Giacomo realized the card he was holding was betraying his shaking hands, and put it down. While he was talking his heart had started beating so hard he could feel his pulse jumping in his throat and pounding in his ears. Sweat was running down his sides. He suddenly wondered if Amanda could see the sweat under his arms, and that ordinary concern made him feel a little better. He idly picked up another card in order not to look at her. A black-haired girl with violets in her hands stared out from under the rain at him with a gaze that looked very much like Amanda’s.

“The Violet Maiden makes three,” said Amanda softly. “You have had a good reading.”

Giacomo looked at her in confusion.

“You chose three cards as you were talking,” she said. “You did a reading. The Wounded Soldier, the Mother, and the Violet Maiden.”

Giacomo looked down at the cards he had picked, and saw that Amanda spoke the truth. “What do they mean?” he asked.
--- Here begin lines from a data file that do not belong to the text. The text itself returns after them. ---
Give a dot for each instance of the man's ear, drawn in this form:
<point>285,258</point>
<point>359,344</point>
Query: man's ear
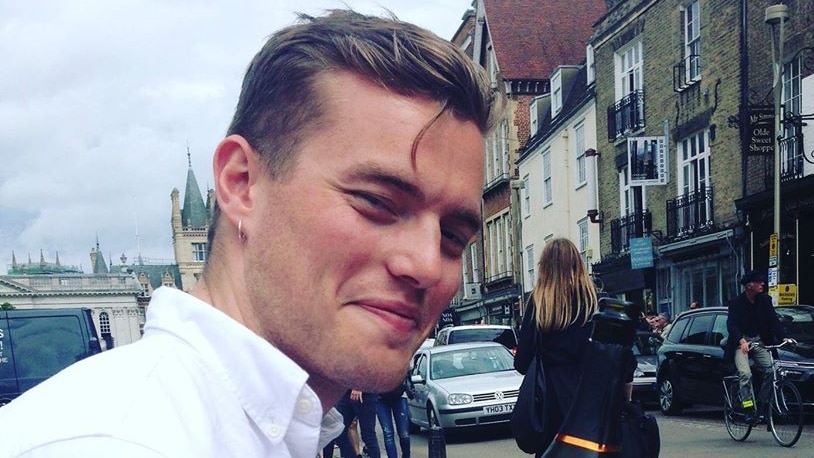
<point>235,168</point>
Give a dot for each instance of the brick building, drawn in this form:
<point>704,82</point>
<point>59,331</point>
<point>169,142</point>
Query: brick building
<point>672,77</point>
<point>519,43</point>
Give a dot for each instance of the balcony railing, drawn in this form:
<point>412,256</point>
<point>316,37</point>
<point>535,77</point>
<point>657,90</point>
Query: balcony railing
<point>791,161</point>
<point>626,115</point>
<point>686,72</point>
<point>627,227</point>
<point>690,214</point>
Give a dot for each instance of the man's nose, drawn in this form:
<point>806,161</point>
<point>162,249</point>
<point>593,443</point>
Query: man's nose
<point>416,255</point>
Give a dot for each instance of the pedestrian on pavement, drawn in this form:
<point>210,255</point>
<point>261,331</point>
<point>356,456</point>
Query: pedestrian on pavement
<point>347,189</point>
<point>560,308</point>
<point>393,408</point>
<point>361,406</point>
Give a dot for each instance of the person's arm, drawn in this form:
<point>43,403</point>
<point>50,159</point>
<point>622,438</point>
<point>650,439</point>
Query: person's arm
<point>525,341</point>
<point>733,326</point>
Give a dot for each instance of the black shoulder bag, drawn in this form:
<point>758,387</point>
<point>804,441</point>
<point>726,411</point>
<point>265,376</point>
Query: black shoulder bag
<point>528,417</point>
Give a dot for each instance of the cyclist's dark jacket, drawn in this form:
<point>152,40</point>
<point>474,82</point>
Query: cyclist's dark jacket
<point>746,318</point>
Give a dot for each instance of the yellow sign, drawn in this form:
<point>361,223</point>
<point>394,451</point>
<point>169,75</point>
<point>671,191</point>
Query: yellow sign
<point>786,293</point>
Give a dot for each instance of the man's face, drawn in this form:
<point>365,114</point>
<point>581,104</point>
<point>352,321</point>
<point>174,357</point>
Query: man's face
<point>755,286</point>
<point>352,256</point>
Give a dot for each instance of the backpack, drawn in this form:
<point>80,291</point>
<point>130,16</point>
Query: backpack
<point>640,432</point>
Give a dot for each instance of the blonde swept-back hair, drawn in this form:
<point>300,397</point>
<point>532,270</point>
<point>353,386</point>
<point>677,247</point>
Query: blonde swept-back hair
<point>280,103</point>
<point>564,293</point>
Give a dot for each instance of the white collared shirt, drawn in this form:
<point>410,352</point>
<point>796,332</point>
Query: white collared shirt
<point>198,384</point>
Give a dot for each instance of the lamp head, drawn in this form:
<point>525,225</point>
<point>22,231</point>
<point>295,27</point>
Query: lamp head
<point>776,14</point>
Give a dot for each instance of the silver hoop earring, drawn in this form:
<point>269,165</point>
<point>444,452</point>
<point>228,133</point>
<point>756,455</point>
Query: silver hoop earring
<point>240,234</point>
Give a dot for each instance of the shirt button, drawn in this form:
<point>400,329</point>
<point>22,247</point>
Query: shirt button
<point>304,406</point>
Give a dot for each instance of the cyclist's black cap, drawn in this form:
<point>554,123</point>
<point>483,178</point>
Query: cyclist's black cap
<point>752,276</point>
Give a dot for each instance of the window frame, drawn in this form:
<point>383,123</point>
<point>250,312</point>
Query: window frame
<point>579,151</point>
<point>691,31</point>
<point>548,188</point>
<point>628,68</point>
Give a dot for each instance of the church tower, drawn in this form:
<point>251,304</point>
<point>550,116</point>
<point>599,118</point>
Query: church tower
<point>190,225</point>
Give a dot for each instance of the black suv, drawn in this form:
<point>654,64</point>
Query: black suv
<point>37,343</point>
<point>691,358</point>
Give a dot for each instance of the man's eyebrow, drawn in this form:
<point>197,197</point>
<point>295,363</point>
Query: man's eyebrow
<point>375,174</point>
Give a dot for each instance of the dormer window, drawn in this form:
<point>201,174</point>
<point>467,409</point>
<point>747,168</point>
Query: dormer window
<point>590,67</point>
<point>556,93</point>
<point>533,119</point>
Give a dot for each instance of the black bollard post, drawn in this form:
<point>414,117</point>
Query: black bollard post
<point>436,445</point>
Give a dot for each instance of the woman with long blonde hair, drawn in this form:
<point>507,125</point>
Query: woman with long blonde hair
<point>557,325</point>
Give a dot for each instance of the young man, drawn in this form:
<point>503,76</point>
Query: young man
<point>347,189</point>
<point>752,318</point>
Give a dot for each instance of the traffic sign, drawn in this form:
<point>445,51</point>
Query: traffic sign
<point>787,294</point>
<point>773,251</point>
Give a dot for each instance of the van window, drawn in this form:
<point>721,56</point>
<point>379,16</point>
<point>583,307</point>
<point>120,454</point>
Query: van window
<point>43,347</point>
<point>699,328</point>
<point>485,334</point>
<point>719,331</point>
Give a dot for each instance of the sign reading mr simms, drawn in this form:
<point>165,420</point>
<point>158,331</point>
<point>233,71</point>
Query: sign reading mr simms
<point>647,161</point>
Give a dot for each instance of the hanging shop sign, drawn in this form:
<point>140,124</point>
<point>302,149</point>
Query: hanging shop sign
<point>760,124</point>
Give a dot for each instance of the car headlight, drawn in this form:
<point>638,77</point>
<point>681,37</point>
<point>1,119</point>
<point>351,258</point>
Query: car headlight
<point>455,399</point>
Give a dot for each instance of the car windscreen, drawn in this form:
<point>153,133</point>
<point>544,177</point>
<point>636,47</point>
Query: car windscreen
<point>797,322</point>
<point>471,361</point>
<point>499,335</point>
<point>44,346</point>
<point>646,344</point>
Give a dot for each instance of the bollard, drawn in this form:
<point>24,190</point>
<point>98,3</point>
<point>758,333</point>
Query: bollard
<point>436,444</point>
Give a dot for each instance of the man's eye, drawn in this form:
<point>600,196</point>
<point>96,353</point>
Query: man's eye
<point>452,243</point>
<point>375,207</point>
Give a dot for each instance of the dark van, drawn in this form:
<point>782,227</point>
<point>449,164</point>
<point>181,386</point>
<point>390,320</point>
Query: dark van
<point>37,343</point>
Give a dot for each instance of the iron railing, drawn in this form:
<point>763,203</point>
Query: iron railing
<point>791,161</point>
<point>690,214</point>
<point>626,115</point>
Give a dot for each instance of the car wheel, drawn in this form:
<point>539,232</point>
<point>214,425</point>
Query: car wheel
<point>432,419</point>
<point>669,401</point>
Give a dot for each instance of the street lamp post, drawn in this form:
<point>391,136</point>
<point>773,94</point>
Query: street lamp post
<point>776,17</point>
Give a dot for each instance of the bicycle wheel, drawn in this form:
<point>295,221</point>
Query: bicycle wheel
<point>786,418</point>
<point>736,425</point>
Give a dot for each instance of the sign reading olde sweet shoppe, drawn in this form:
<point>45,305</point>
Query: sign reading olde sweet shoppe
<point>760,123</point>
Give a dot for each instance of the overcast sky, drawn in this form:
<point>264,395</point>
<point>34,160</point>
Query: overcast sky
<point>100,98</point>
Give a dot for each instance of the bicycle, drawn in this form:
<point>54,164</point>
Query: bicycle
<point>785,417</point>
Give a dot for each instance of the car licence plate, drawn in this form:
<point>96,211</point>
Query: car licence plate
<point>501,408</point>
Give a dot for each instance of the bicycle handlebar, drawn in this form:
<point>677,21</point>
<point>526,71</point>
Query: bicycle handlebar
<point>753,345</point>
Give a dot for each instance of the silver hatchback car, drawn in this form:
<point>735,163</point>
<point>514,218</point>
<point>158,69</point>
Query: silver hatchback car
<point>461,385</point>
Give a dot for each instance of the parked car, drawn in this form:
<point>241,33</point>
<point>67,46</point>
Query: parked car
<point>463,385</point>
<point>478,333</point>
<point>37,343</point>
<point>645,346</point>
<point>691,358</point>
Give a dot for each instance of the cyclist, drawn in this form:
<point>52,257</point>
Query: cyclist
<point>752,319</point>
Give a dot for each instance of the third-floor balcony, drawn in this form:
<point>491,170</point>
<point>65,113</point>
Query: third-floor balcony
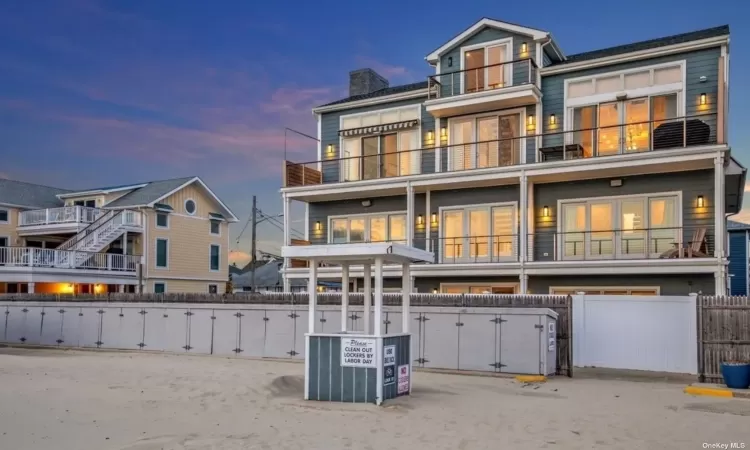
<point>604,143</point>
<point>66,219</point>
<point>485,88</point>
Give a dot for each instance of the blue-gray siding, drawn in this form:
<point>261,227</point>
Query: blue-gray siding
<point>330,125</point>
<point>682,284</point>
<point>738,261</point>
<point>451,84</point>
<point>698,63</point>
<point>691,184</point>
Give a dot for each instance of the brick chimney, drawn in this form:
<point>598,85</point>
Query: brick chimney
<point>365,81</point>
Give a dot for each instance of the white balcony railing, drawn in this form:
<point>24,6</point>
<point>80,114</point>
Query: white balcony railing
<point>63,215</point>
<point>63,259</point>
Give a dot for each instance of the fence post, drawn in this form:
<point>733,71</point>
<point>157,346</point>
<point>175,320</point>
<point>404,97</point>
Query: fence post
<point>699,336</point>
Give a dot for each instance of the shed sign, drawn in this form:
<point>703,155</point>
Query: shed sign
<point>358,352</point>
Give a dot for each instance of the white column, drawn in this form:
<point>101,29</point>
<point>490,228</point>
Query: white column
<point>410,222</point>
<point>438,153</point>
<point>406,288</point>
<point>427,222</point>
<point>378,297</point>
<point>368,297</point>
<point>312,290</point>
<point>524,218</point>
<point>344,295</point>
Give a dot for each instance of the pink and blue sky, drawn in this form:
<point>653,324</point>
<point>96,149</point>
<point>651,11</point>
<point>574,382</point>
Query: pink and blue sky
<point>96,92</point>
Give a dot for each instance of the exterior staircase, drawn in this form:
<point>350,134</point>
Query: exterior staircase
<point>99,234</point>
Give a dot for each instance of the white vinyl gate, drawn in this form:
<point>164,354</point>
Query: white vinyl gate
<point>656,333</point>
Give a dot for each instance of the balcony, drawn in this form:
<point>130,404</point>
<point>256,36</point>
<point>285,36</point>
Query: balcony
<point>666,243</point>
<point>26,258</point>
<point>487,88</point>
<point>600,143</point>
<point>66,219</point>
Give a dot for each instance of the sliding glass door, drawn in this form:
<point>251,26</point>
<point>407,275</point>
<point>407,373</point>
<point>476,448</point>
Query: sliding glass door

Amanda laughed. “So many things. But let us organize them according to their temporal flow.” She gathered up all nine cards and laid them out in three rows of three.

“The first row is the first card from each reading,” she said. “It represents the first phase of what you will be undertaking. As you see, it has the Black Horseman, the Magician, and the Wounded Soldier. So at first there will be fighting, urgent news, acquired knowledge, revelation, uncertainty, setbacks, and things hanging in the balance. I would say you are in that phase right now.”

Giacomo nodded. “And the second phase?” he asked.

“The second phase is represented by the Red Horseman, the Fleeing Soldier, and the Mother. Courage, battle, cowardice, fear, unselfishness, and self-sacrifice.”

“I see,” said Giacomo.

Amanda looked at him. “The cowardice is not necessarily your own,” she said softly.

“Then neither is the courage,” said Giacomo.

“That depends on you,” Amanda told him, smiling again. “But if I were a betting woman, I would always bet on the courage being yours.”

Giacomo almost smiled, too. He wanted to tell her she wouldn’t be wrong to do so, but stopped himself. It would be ridiculous to brag of his bravery.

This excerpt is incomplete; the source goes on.